Friday, February 12, 2010

Unique Asthma and common sense

I've been lucky all my life to have doctors who pretty much let me do what I want. While I've had pharmacists question my inhaler use in the past, I have never had a doctor tell me to quit using it so much.

Now I'm not saying my doctors aren't concerned, just that I've been fortunate to have doctors that understand that not all asthmatics fit into the "guidelines." Sure most asthmatics shouldn't need to use their rescue inhaler more often than once or twice in a two week period, but some asthmatics -- like me and perhaps you -- need it more often.

I wrote about how I was a bronchodilatoraholic (well, I suppose, once you're a bronchodilatoraholic you always are) once or twice on my other blogs, and I have had people email me to tell me my asthma is out of control if I use it as much as I claim. When, in fact, my asthma is controlled. Thus, rescue inhaler frequency isn't always an indicator of asthma control.

My family members who have seen my asthma first hand (my wife, my mom and dad when I was growing up, my brothers, grandparents, uncles and aunts, coworkers and the like) never question that I'm taking my inhaler. They never say things like, "Golly gee, don't you think you're using that a bit much!"

In fact, my doctors are the same. It's called common sense. Like with any other thing in life, nothing goes according to the plan. You can't go to doctor school expecting every time you have an asthmatic you can give the exact same analysis, the same medicine, and expect the same results. Why? Because in the real world, people have unique asthma

And, thankfully, people in my life, including my doctors, have always had a certain level of common sense not to make me feel uncomfortable about my inhaler overuse, my bronchodilatoraholism. However, I usually don't give them the chance, since puffing was usually done in private.

Today I couldn't care less, but when I was a kid I felt stupid enough using that darn thing. I wrote about it recently on this blog how carrying that thing in my pocket in itself was embarrassing. And, to use it in front of people, only generated looks and questions I didn't want to deal with.

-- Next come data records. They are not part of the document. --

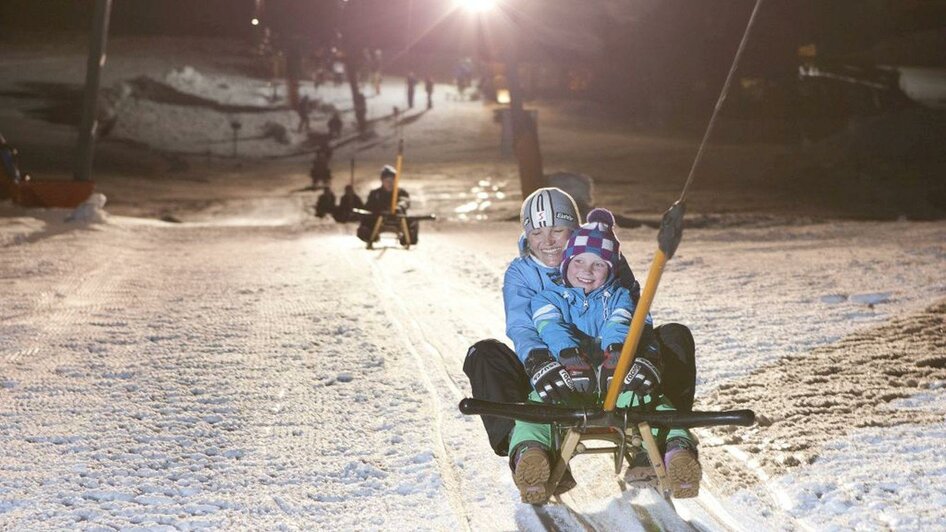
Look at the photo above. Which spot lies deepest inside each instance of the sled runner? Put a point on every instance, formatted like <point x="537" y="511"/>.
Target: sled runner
<point x="621" y="430"/>
<point x="396" y="223"/>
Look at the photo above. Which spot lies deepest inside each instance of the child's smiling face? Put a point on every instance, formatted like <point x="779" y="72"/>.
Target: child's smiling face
<point x="587" y="271"/>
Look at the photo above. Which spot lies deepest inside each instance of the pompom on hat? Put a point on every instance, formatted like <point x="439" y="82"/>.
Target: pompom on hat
<point x="388" y="171"/>
<point x="595" y="236"/>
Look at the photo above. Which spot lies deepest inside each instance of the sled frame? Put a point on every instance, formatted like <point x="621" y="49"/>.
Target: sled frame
<point x="618" y="427"/>
<point x="621" y="442"/>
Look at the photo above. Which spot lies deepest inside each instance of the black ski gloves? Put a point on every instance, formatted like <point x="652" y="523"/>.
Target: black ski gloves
<point x="548" y="377"/>
<point x="579" y="368"/>
<point x="642" y="378"/>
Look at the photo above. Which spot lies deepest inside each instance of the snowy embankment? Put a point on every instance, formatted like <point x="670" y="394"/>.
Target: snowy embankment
<point x="253" y="377"/>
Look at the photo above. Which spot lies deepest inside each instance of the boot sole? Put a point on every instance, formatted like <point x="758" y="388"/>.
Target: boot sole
<point x="684" y="473"/>
<point x="532" y="476"/>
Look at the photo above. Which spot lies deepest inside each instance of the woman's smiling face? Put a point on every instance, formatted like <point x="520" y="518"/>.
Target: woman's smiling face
<point x="548" y="243"/>
<point x="587" y="271"/>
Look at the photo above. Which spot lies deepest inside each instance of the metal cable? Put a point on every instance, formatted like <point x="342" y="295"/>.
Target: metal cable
<point x="719" y="102"/>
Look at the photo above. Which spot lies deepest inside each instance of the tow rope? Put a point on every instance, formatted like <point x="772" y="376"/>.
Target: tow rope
<point x="668" y="237"/>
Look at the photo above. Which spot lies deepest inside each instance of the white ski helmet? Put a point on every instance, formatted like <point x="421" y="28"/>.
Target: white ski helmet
<point x="548" y="207"/>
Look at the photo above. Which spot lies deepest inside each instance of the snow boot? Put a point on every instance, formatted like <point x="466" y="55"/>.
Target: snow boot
<point x="531" y="473"/>
<point x="683" y="469"/>
<point x="640" y="472"/>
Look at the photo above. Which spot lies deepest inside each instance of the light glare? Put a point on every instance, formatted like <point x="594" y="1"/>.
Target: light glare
<point x="477" y="6"/>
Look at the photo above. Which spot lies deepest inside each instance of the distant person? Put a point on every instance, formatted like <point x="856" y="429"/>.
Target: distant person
<point x="361" y="111"/>
<point x="376" y="72"/>
<point x="8" y="161"/>
<point x="411" y="84"/>
<point x="338" y="72"/>
<point x="320" y="172"/>
<point x="335" y="126"/>
<point x="348" y="201"/>
<point x="429" y="88"/>
<point x="303" y="108"/>
<point x="379" y="203"/>
<point x="325" y="205"/>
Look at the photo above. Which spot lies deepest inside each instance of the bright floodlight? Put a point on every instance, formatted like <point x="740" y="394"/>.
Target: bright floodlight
<point x="477" y="5"/>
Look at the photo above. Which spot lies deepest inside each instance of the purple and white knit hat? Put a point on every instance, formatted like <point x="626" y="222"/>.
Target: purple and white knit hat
<point x="595" y="236"/>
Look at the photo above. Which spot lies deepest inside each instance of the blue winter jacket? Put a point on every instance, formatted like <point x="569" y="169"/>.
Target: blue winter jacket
<point x="565" y="317"/>
<point x="525" y="277"/>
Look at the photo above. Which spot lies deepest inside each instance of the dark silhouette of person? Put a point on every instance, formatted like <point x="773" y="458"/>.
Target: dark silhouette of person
<point x="303" y="108"/>
<point x="379" y="203"/>
<point x="346" y="203"/>
<point x="320" y="172"/>
<point x="325" y="205"/>
<point x="411" y="83"/>
<point x="429" y="88"/>
<point x="335" y="126"/>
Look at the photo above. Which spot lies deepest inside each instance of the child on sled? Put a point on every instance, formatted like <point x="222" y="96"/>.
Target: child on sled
<point x="584" y="322"/>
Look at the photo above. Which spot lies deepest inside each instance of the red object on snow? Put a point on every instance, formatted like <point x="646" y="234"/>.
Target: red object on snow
<point x="62" y="193"/>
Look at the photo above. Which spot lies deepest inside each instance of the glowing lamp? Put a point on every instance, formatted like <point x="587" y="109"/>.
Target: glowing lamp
<point x="477" y="6"/>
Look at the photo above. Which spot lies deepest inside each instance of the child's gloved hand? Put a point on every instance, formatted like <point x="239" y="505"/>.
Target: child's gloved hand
<point x="579" y="368"/>
<point x="643" y="377"/>
<point x="549" y="377"/>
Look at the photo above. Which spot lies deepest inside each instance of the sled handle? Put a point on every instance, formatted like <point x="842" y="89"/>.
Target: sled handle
<point x="541" y="413"/>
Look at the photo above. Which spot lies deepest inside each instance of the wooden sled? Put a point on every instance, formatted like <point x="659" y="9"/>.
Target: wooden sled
<point x="398" y="224"/>
<point x="621" y="431"/>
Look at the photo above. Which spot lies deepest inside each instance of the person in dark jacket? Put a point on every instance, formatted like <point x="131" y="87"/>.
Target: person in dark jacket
<point x="325" y="204"/>
<point x="335" y="126"/>
<point x="346" y="203"/>
<point x="379" y="202"/>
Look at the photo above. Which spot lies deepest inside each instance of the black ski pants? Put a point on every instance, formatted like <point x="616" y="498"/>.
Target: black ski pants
<point x="496" y="374"/>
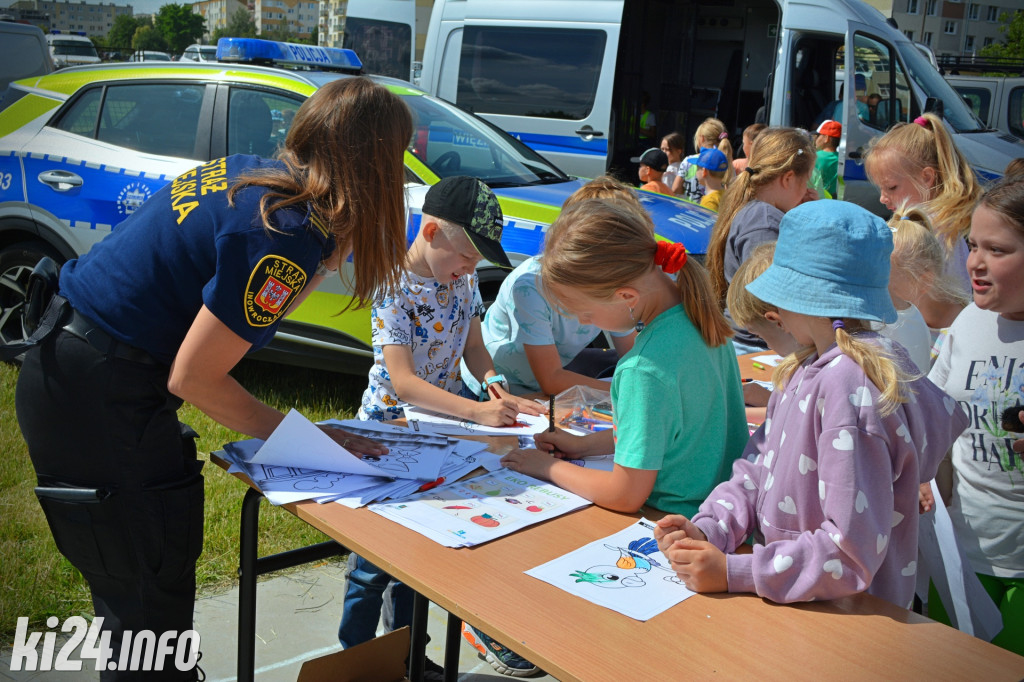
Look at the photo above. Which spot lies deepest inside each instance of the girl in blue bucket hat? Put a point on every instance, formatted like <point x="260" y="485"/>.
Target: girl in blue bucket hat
<point x="827" y="486"/>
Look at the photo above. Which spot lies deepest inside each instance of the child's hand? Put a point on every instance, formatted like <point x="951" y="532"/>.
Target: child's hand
<point x="530" y="462"/>
<point x="675" y="526"/>
<point x="756" y="395"/>
<point x="561" y="443"/>
<point x="699" y="564"/>
<point x="926" y="501"/>
<point x="496" y="412"/>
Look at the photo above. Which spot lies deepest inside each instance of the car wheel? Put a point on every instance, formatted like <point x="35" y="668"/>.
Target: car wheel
<point x="16" y="262"/>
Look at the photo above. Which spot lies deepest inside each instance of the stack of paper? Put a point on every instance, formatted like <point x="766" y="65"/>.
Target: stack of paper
<point x="472" y="512"/>
<point x="300" y="462"/>
<point x="624" y="571"/>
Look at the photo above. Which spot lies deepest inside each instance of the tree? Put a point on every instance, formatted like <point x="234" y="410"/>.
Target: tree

So, understanding that perhaps, my doctor never questioned me. Perhaps the common sense part of his brain understood that Rick Frea has unique asthma. He has asthma that does not fit into the textbook.

And, when you have unique asthma, you need to treat it in a unique way. When you're short of breath, you test that rescue inhaler more often than you should. Then you realize the relief you get from it is worth any side effects that might transpire (Side effects are pretty minimal anyway).

Thankfully, most of the doctors I've had are wise to this fact. Considering I'm the worst asthmatic most of my doctors (minus the doctor's I had at the asthma hospital) ever treated, I often wonder how they obtained such patience with my asthma.

Common sense, people. It comes down to common sense. Either you have it or you don't, because it cannot be taught.


  1. Rick,I knew you went to NJ when you were young, but I had no idea your asthma was so severe. You should consider doing the SARP study in Pittsburgh. Dr Wenzel is looking for an articulate asthmatic to speak at the ATS convention this year in May. If you'r interested in being a study subject for SARP, I can arrange it for you.

  2. PS...I think you have a div tag that's open somewhere. Your blog is displaying funny.

  3. Thanks Steve. I just switched over to firefox (much faster) and for some reason it screwed up my blogs. Thankfully I keep a backup saved for just these occasions.

  4. Actually, I would classify my asthma as mild persistent. However, if I quit taking all my meds I would be severe persistent. According to the asthma guidelines, asthma severity is best measures off meds.

    I could be wrong though. My wife actually believes I'm worse than I think I am. Having lived with this all my life, I might have a tendency to underestimate.